The group said it had received a significant increase in the number of client complaints late last year about whether they had received a sufficient level of service, prompting St James’s Place to make the provision.
“We recognise that this is a disappointing outcome for everyone,” said chief executive Mark FitzPatrick, who was presenting his first set of results since taking the top job in December. The provision pushed the company to a pre-tax loss of £4.5mn last year, down from a pre-tax profit of £504mn in 2022.
FitzPatrick cautioned that the industry outlook remained “challenging”.
The Financial Conduct Authority has repeatedly warned wealth managers to ensure consumers are receiving value for money when they pay for financial advice, and this month it said it may crack down on high charges.
The warnings are part of the watchdog’s consumer duty regulations, introduced last year, which require companies to meet higher standards of customer protection.

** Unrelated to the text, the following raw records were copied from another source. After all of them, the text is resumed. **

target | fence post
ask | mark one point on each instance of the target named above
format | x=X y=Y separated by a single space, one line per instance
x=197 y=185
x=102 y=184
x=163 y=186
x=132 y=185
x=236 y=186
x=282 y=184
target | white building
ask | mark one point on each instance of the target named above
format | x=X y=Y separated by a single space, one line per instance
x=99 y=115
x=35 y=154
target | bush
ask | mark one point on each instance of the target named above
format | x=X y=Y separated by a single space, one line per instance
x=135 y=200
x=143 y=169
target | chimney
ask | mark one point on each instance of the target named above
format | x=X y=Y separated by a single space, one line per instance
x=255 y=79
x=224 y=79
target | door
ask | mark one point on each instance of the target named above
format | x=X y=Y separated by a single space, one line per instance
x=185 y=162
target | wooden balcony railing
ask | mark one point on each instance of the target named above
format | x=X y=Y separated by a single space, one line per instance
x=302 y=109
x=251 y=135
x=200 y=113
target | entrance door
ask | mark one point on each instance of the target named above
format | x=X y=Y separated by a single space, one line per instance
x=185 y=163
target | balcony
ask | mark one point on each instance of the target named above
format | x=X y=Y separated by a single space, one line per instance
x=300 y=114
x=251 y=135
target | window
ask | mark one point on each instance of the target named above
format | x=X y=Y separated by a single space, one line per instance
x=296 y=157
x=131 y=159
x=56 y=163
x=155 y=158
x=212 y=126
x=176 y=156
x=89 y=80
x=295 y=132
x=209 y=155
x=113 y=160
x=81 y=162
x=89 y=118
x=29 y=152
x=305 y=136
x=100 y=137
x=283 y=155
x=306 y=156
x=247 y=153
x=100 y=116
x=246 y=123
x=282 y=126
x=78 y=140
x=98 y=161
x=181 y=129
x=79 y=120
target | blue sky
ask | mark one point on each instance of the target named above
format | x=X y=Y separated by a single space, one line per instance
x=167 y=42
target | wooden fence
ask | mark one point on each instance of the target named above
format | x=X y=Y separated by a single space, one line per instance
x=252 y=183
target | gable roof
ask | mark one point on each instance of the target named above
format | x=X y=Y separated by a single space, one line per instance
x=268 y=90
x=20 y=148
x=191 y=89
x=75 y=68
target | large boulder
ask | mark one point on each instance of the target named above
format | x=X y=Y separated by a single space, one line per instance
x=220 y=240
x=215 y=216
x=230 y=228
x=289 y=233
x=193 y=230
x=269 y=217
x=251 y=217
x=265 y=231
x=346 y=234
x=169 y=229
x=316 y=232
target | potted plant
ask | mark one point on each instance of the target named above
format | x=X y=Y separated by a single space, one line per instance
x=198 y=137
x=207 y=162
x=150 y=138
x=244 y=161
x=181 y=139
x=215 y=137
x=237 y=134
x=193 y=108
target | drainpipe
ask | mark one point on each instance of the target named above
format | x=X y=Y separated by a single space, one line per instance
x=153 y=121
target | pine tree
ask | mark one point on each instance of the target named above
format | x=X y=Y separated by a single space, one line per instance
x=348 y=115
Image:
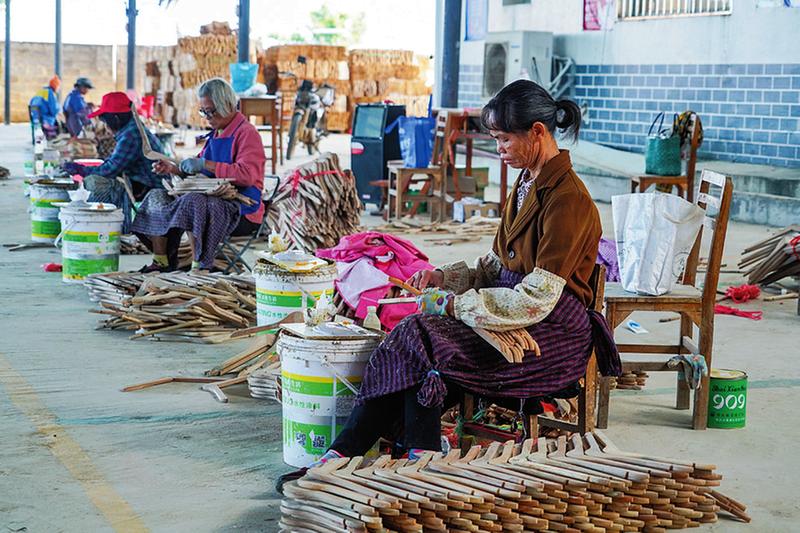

Under the new rules, firms must act in good faith towards customers, avoid causing foreseeable harm, and enable and support customers to pursue their financial objectives.
St James’s Place said it anticipated it would take between two and three years to settle the issue, and had engaged “extensively” with the FCA on the matter.
The £426mn provision was based on a “statistically credible representative cohort” of clients, the company said, however it did not know how many clients in total were affected.
“The further back in time we go, our ability to evidence the interaction that the client and the adviser had is less available,” said FitzPatrick.
The company said the introduction of a new IT system from Salesforce in 2021 meant that it was now able to monitor the service provided to clients, and that it expected the claims to be a “historic issue”.
But analysts at Numis said on Wednesday that it was “disappointing to see another piecemeal warning/major adverse development to the investment story . . . rather than seeing these issues dealt with comprehensively on one occasion”.
Based in Gloucestershire, SJP became a powerhouse over three decades as its more than 4,000 financial advisers offered clients everything from wealth management to retirement planning.
However, over the past year the group has found itself in the crosshairs of the Financial Conduct Authority over a fee structure long regarded as opaque and expensive.
SJP charges an upfront advice fee for clients when they sign up, and then an ongoing advice fee annually for the relationship with their adviser, which is 0.5 per cent of assets for most clients.
Following pressure from regulators, SJP in October announced an overhaul of its fees, including scrapping penalties for customers pulling their money within a certain period.
The company said on Wednesday that the new charging structure would hit its ability to increase profits, and “reduces our ability to invest for long-term growth in our business over the next few years”.
It has cut payouts to shareholders as a result, reducing its final dividend from 37.19p a share to 8p a share. The total payout for the year was 23.83p, less than half the level of 2022.